Direi assolutamente di sì. Quando Tom è entrato nella stanza mi ha ricordato esattamente Mel 30 anni prima. Tom aveva sei settimane quando abbiamo girato il primo film ma trovo che trovo che comunichino la simpatia unita ad un senso di mistero e pericolo che hanno tutti gli attori carismatici. Hanno molto in comune, comunque naturalmente con qualche differenza. Originalmente, nel 2001 pensavo ancora di fare il film con Mel, poi c’è stato l’11 settembre, la Warner ha volute che facessi prima Happy Feet. Quando l’ho finito Mel ha avuto tutti quei problemi personali e alla fine abbiamo dovuto trovare un altro attore perché il film non era su un Max invecchiato. In rete si è parlato molto di una comparsata per Gibson ma io credo che sarebbe stata una distrazione, come vedere Sean Connery in un Bond di Danlel Craig, avrebbe spezzato l’illusione .

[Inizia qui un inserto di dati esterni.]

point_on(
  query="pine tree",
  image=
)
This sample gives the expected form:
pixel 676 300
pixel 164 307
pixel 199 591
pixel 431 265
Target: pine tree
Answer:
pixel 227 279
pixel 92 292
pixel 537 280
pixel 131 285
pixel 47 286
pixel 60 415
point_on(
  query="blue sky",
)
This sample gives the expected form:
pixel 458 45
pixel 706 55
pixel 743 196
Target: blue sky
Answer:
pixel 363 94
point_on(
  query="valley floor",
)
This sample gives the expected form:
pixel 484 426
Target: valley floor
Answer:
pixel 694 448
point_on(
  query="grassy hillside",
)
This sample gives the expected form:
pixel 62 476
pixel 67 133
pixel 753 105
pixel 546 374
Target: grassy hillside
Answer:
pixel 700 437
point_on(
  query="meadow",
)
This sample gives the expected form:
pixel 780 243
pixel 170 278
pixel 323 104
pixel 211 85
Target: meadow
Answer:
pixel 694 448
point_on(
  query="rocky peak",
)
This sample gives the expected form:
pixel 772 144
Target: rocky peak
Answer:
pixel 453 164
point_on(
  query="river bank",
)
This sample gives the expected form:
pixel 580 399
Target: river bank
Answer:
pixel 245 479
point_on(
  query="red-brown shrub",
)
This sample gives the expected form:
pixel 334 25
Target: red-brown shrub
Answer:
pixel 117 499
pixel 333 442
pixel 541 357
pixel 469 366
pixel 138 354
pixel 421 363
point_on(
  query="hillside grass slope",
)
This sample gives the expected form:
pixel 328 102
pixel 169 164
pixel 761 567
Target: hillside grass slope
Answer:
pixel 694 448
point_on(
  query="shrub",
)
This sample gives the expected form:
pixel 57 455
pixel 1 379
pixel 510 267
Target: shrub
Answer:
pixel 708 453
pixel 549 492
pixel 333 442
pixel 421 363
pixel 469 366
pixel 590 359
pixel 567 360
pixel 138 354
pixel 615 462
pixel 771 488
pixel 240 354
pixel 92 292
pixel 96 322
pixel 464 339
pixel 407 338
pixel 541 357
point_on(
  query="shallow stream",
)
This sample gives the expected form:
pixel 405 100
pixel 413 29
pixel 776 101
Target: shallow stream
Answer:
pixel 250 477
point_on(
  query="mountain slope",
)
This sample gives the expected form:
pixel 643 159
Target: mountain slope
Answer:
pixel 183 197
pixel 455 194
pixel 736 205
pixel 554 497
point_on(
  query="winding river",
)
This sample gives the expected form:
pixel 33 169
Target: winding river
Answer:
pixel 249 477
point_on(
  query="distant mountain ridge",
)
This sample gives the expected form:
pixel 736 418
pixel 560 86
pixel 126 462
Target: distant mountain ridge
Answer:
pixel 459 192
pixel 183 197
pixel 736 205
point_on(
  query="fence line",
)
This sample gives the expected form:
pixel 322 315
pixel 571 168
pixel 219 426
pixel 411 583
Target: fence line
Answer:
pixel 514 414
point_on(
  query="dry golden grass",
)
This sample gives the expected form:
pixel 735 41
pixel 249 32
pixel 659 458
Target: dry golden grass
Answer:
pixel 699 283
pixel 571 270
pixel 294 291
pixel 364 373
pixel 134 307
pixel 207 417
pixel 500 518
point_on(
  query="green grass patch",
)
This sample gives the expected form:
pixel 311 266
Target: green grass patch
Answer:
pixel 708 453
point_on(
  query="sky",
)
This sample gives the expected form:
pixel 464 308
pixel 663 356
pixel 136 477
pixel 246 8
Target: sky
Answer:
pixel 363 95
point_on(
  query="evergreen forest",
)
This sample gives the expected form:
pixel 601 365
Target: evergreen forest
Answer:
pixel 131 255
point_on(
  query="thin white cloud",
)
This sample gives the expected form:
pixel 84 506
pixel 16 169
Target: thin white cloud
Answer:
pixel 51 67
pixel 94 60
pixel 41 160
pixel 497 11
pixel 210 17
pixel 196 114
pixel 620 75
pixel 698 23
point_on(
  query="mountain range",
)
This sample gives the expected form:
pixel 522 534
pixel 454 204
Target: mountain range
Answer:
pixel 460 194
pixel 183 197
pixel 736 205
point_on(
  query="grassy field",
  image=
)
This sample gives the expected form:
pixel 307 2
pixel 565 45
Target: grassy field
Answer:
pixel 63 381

E Charlize Theron/IMperatore Furiosa? 

L’idea del film, è sostanzialmente una rincorsa e il «McGuffin», l’oggetto della contesa che lancia il tutto non è una cosa, è un cargo umano, le cinque mogli del despota che sono le ultime in grado di dare a alla luce un erede sano. Chi le rapisce ha un movente «femminile», deve essere un «road warrior» donna – se fosse stato un uomo sarebbe stata un storia diversa. Quando incontra Max inizialmente sono protagonisti antagonisti, tentatano di uccidersi l’un l’altra per sopravvivere poi gradualmente nasce un rispetto reciproco infine la cooperazione. Non posso immaginare un’attrice più adatta di Charlize, come attrice non ha paura di niente, l’dea di rasarsi a zero è stata sua e come Tom alla fine ha fatto quasi tutte le scene di lotta e molti degli stunt. Il suo personaggio è un omaggio alla guerriera che appare in Mad Max 2 ma che in quel film muore. Mi era sempre rimasta la curiosità di come sarebbe potuta diventare. Ora lo so.